Did I fully stop working for this breath of time? No, but instead of pushing to finish several projects, I did slow down. I hung out with one poem. I researched, when the gloriously patchy wifi connection allowed. I listened and followed the associations that leapt and led me closer to my topic, and I savored the surprises that my pen, my journaling revealed.
Did I finish a draft? No, but I did write a good stanza here and there. What felt right was that I stayed with a single poem, kept the music close, and treated art work like a friend.
I invited different art-friends into the conversation. I collaged and drew. It was a good balance to work in a different medium – to listen to the scratch of color pencils, touch paper and fabric, smell paste (not too deeply ;) and coffee (as I sipped and dyed), and to consider composition.
In my writing practice, structure has it beauty. I love playing with space on the page, experimenting with punctuation, etc., but there’s something even more relaxing, a lovely quiet to moving images/shapes around a surface, shuffling until they ‘work’ together. There’s something clarifying about pinning a drawing to a wall to see what should come next or not.
Exhale.
So I felt lucky in July for having this time to shift. I was grateful for:
Prairie –
that slightly tobacco and mustard scent,
pond –
those color changes with the time of day, sometimes root beer, sometimes olive
and
bluff –
curved and thick and lush
with trees. Life
in the shapes of: Oak, Pine, Pear, Locust, Birch, and Elm.
Life as Grass, Sedge, Clover, Daisy, Lily.
Life as Deer, Raccoon, Woodchuck, Squirrel, Rabbit, Coyote (Howl!), Garter Snake, Bat, Frog (heart thrum) Monarchs, Swallowtails, Hornets, Dragonflies, Vultures, Hawks, Barred Owl, Green Herons, Blue Herons, Sandhill Cranes, Geese and Goslings, Crows, King Birds, Gold Finches, Indigo Buntings, Phoebes, Robins, Cardinals, Blue Jays, Barn Swallows, Wood Ducks, Vireos, Belted Kingfishers, Hummingbirds, Crested Flycatchers, Sparrows, Chimney Swifts, Wood-Pee-Wees, Catbirds, Starlings, Wrens, Doves, and Red Starts.

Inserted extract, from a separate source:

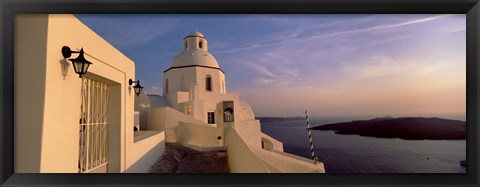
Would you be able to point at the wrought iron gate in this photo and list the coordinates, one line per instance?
(93, 144)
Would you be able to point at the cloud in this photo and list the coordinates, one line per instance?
(381, 27)
(128, 30)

I felt lucky to re-connect with Mary Silwance, a writer I met at years ago at the Bread Loaf Environmental Writers Conference. Mary writes gorgeous poems and essays with images of girls running in their white socks through a field and plants “beneath [her] colander,” plants you can eat like “violets, day lily, wood Sorel (or pickle weed), broadleaf plantain, dandelion and lambs' quarters (or pigweed).” Mary reminds me to see the whole of everything, everyone. I am lucky to know her.
While I was in the country, I sat beneath some Red Oaks every day, and I wrote this:
Look at a tree.
Think: I am, I will be, a Tree.
This oneness. This singularity, beautiful and frightening, but with practice,
fear becomes nothing. This is the art
of disappearing.
Your friend who loves plants says something like, Isn’t it great being in a garden?
The plants absorb you, like a hug.
And the Cedars frame her face, leaves touch her hair.
***
Thanks Readers, and as always, may you find your luck and balance.
Methods & Muses Vol. 35
How beautiful! What month of such engagement and of renewal. Your words attune my own ears and eyes to the life in my backyard; an invitation to a conversation I’ve neglected.
Beautiful thoughts ... look forward to seeing you later in August!